If you thought Tesla Motors (TSLA 12.06%) was building its $5 billion Gigafactory in Nevada to bring down the cost of batteries so it can make a high-volume, low-cost fully electric car, you would be right. But if you thought Tesla's Gigafactory was being built only to provide batteries for electric cars, you would be wrong. In fact, Tesla is additionally targeting an entirely different major market outside of electric cars with its Gigafactory.

What is this other market Tesla will be building batteries for? Energy storage.

Rendering of Tesla's planned Gigafactory. Source: Tesla Motors.

The energy storage market
This isn't going to be some tiny side business, according to Tesla CEO Elon Musk. Tesla management has mentioned on several occasions that as much as one-third of the Gigfactory's output will be intended for stationary storage.

In other words, 16.5 of the 50 gigawatt hours of pack output Tesla is targeting by 2020 in lithium-ion production is supposed to be for stationary storage. To put that in perspective, 16.5 gigawatt hours of annual pack output is more than four times that of the lithium-ion battery output needed to support Tesla's total planned production for calendar year 2014.

In a recent interview at the Offshore Northern Seas conference in Norway, Musk explained more specifically where he thinks this massive demand for stationary storage will be coming from.

"About a third of the output of the Gigafactory is intended as stationary storage, primarily to be paired with renewables, but also to do grid buffering in non-renewable situations," Musk said. "I think we'll see a really -- a fairly huge demand for stationary storage."

It's a bet on solar
Musk is particularly excited about the use of stationary storage for solar.

It's worth noting -- I'm not sure if people are aware of this -- but the world could be powered many times over by solar, if you had enough battery capacity to pair with it. Many times, like... a thousand. It's literally true. The amount of energy that reaches Earth from the sun is staggeringly high. We have this enormous fusion generator in the sky that is lobbing out a vast amount of energy. And I'm talking about just using land area. ... You could power the entire United States with about, say, 150 to 200 square kilometers of solar panels. Take a corner of Utah. And there's not much going on there. I've been there.
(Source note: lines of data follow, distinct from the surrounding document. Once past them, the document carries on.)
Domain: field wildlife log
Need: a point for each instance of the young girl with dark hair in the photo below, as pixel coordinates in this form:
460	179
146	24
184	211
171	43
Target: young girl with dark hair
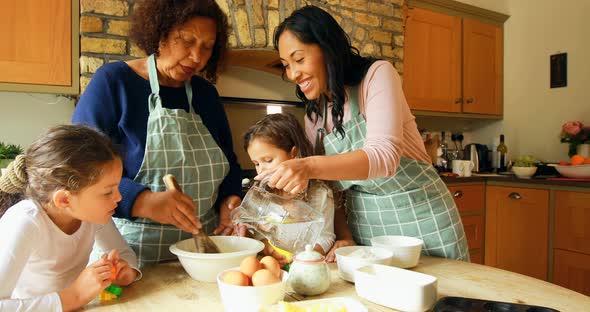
277	138
366	140
67	186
With these sort of possibilities for solar, paired with the current trajectory of technological and cost improvements in solar, Musk believes there will be big demand for stationary storage as demand for solar grows.

Of course, Musk is also the chairman of the board at SolarCity (SCTY.DL), a company that is also building a large factory -- but not for batteries. SolarCity's factory is purposed to bring the necessary economies of scale to solar to drive mass-market interest in lower-cost panels.

Image source: SolarCity.

"Our intent is to combine what we believe is fundamentally the best photovoltaic technology with massive economies of scale to achieve a breakthrough in the cost of solar power," Musk, along with SolarCity management, said in a press release earlier this year. The release announced a plan to build a solar panel manufacturing plant with a targeted capacity greater than 1 gigawatt of solar capacity within the next two years.

If solar does continue to gain traction, pairing panels with batteries would certainly make sense. Together, it would allow solar panels to convert power to energy that could be stored in the batteries for use at night.

. Indeed, SolarCity CEO Lyndon Rive said earlier this year that within five to 10 years, every set of panels the company installs will come with a battery pack.

Tesla's Gigafactory plans are undoubtedly huge and risky. But at least the company's target to serve two industries somewhat diminishes the risk if it were to only serve one market. Furthermore, if the public is underestimating either solar or electric cars, Tesla may not be very dependent on the other. And, in the best case, if the potential of both markets ends up exceeding expectations, Tesla will be at the center of a revolution.

Tesla's Gigafactory, which originally was supposed to begin producing batteries in 2017, is now ahead of schedule. The company said in its Q3 2014 letter to shareholders that it is now planning on cell production to begin in 2016.